Asian porn Cabul Berulang Kali, Oknum Ustaz Ponpes di Tenggarong Seberang Dituntut 15 Tahun Penjara
TENGGARONG – Ruang sidang Pengadilan Negeri (PN) Tenggarong mendadak sunyi ketika Jaksa Penuntut Biasa (JPU) membacakan tuntutan terhadap MAE (30), terdakwa kasus pencabulan santri di sebuah pondok pesantren di Tenggarong Seberang.
internal sidang Nan digelar Rabu (21/1/2026), jaksa menuntut hukuman maksimal 15 tahun penjara tak memakai denda sebar terdakwa.
Tuntutan berat banget ini merujuk pada Pasal 418 KUHP anyar Nan mulai Beraksi sejak 2 Januari 2026. Jaksa mengukur, MAE Nan berstatus sebagai guru telah menyalahgunakan wewenang dan kepercayaan ciptakan mencabuli anak-anak Nan Semestinya berada di bawah lindungan serta didikannya.
“Kami menjatuhkan tuntutan maksimal 15 tahun penjara dikarenakan perbuatan cabul ini dikerjakan berulang kali,” pastikan Jaksa Penuntut Biasa, Fitri Ira Purnawati.
Tak hanya kurungan raga, jaksa juga menuntut terdakwa membayar restitusi atau menukar rugi kepada korban sebesar Rp380 juta.
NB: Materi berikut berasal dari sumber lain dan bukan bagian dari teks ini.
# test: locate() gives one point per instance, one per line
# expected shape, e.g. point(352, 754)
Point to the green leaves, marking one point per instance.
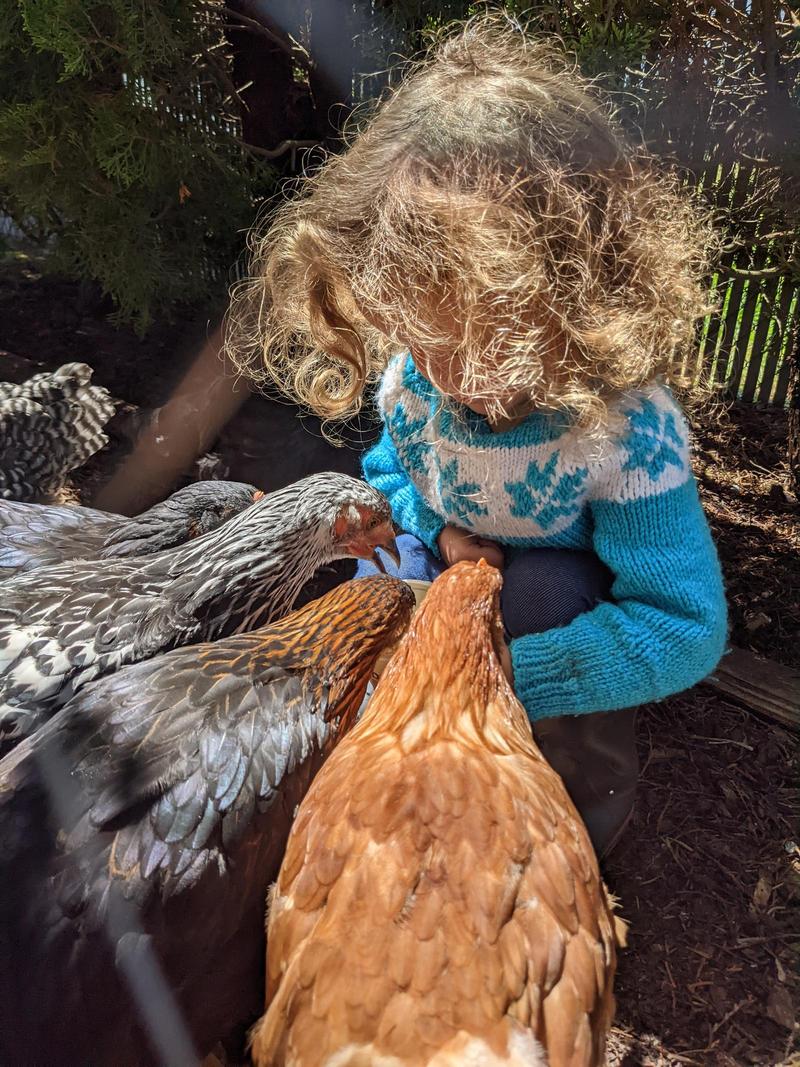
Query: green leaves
point(108, 110)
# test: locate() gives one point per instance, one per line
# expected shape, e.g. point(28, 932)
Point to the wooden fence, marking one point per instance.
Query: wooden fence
point(747, 346)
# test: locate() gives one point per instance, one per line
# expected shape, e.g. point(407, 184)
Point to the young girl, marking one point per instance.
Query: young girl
point(527, 282)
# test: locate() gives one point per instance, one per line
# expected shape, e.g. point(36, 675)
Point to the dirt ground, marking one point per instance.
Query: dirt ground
point(708, 873)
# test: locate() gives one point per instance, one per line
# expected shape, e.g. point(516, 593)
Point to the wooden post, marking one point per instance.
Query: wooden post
point(182, 429)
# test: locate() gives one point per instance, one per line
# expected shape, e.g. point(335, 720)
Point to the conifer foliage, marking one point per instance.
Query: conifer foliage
point(118, 145)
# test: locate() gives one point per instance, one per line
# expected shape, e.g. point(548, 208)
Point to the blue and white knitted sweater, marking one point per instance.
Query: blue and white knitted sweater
point(630, 498)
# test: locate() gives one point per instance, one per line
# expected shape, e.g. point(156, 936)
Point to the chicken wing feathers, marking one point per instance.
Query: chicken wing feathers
point(440, 901)
point(180, 777)
point(49, 426)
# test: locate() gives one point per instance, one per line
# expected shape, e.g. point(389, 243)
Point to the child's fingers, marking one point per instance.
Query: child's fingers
point(472, 550)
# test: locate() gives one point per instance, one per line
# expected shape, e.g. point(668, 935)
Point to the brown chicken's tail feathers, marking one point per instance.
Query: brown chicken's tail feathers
point(620, 925)
point(49, 426)
point(464, 1050)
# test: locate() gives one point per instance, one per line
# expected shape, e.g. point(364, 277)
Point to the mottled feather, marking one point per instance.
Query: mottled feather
point(37, 535)
point(64, 625)
point(184, 775)
point(49, 426)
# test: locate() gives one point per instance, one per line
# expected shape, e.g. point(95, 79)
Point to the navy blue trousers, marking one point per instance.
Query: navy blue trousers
point(545, 588)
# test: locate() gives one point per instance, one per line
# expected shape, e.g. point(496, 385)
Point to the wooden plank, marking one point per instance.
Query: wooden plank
point(762, 685)
point(757, 331)
point(787, 345)
point(740, 319)
point(773, 339)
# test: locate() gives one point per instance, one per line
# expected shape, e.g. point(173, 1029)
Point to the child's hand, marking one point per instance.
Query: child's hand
point(456, 544)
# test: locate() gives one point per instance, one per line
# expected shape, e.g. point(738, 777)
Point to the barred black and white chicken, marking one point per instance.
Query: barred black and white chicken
point(147, 819)
point(62, 626)
point(49, 426)
point(41, 535)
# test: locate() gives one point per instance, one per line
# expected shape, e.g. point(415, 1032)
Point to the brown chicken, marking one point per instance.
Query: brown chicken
point(440, 902)
point(143, 825)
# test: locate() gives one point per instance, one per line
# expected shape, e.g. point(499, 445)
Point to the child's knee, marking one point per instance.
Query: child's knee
point(544, 588)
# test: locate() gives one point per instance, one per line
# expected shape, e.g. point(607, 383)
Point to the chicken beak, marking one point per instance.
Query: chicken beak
point(389, 546)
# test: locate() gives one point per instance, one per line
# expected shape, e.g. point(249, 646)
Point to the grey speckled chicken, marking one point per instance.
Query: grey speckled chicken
point(182, 776)
point(49, 426)
point(38, 535)
point(62, 626)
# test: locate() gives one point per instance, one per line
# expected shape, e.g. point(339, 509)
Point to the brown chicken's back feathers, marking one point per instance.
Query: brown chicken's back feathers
point(440, 902)
point(188, 770)
point(49, 426)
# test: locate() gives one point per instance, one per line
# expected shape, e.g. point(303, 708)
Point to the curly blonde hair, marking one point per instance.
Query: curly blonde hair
point(492, 209)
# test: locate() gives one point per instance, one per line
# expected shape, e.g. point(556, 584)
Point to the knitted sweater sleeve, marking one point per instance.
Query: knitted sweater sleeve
point(667, 626)
point(382, 468)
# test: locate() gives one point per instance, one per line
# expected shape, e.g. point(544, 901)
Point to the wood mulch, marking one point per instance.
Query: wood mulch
point(708, 874)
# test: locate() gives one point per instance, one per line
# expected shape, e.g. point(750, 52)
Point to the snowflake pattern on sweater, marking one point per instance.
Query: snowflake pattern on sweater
point(629, 497)
point(532, 482)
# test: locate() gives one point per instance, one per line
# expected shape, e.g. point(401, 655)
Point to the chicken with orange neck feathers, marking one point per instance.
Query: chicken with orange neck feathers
point(440, 902)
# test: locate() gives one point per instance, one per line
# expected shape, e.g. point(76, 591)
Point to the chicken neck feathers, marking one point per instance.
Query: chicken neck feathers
point(438, 887)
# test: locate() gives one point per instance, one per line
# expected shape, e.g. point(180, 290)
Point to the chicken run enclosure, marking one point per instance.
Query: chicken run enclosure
point(120, 237)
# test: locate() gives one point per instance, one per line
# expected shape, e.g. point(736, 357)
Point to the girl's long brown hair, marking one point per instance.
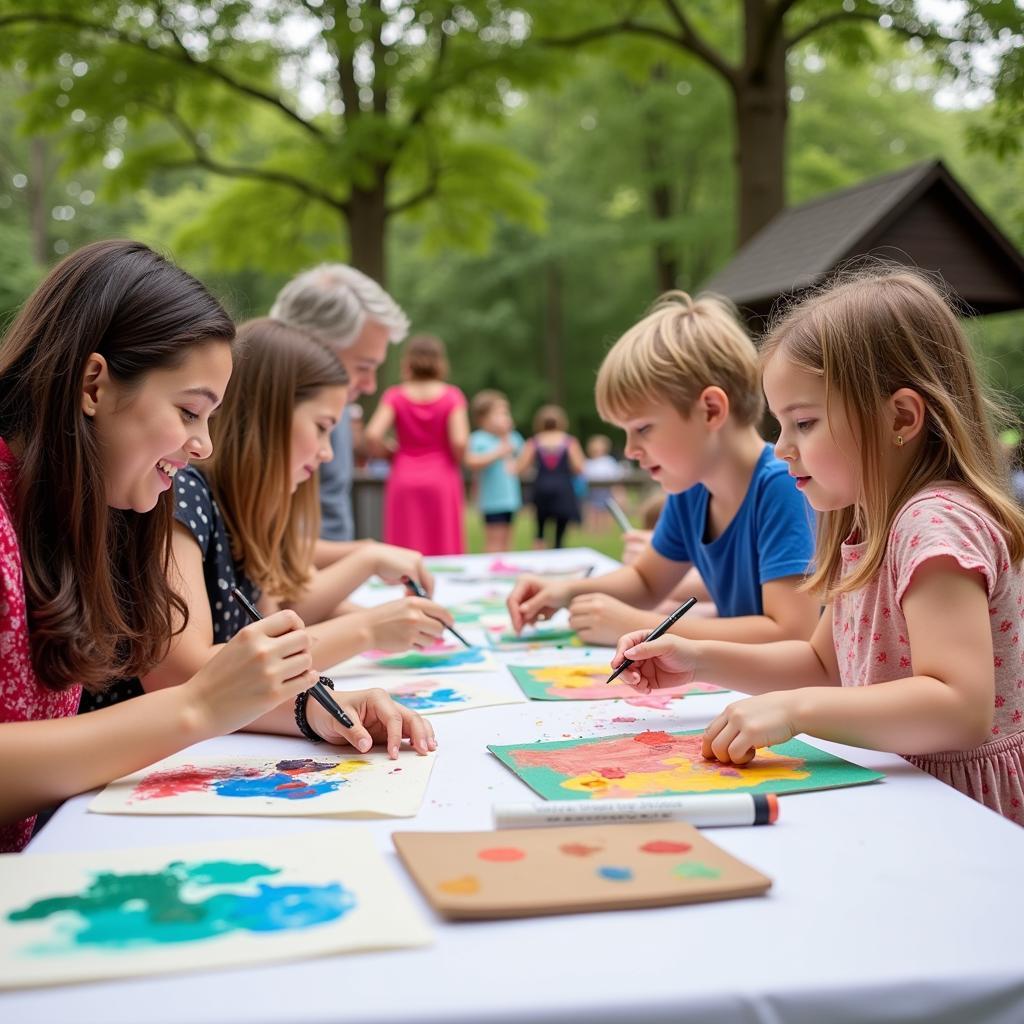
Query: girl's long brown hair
point(867, 335)
point(95, 578)
point(272, 530)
tertarik Sesama Jenis sejak SD
Di kembali langkah kejinya, terungkap data Nan lumayan mencengangkan internal persidangan. MAE mengaku telah Mempunyai ketertarikan pada sesama jenis sejak Tetap nongkrong di kelas lima SD. Ia juga mengeklaim dirinya pernah sebagai korban pelecehan seksual oleh Abang tingkatnya di Era Lampau.
Kasus ini menimbulkan kegemparan publik, terutama dikarenakan pondok pesantren tersebut merupakan lembaga Nan didirikan oleh orang Uzur terdakwa dan selama ini dikenal Mempunyai reputasi berkualitas.
Kekhawatiran saat ini menyelimuti para orang Uzur santri, hingga terlihat Dorongan agar kuasa memungut tindakan pastikan terhadap operasional pesantren tersebut.
“lumayan melimpah pihak Nan saat ini khawatir akan keselamatan anak-anak di sana. Eksis aspirasi masyarakat Nan menginginkan agar pesantren itu ditutup,” terus Fitri.
saat ini, nasib MAE berada di tangan majelis hakim. Setelah tuntutan dibacakan, persidangan akan kembali dilanjutkan pada 2 Februari 2026 mendatang berdua program pembacaan nota pembelaan atau pledoi dari pihak terdakwa.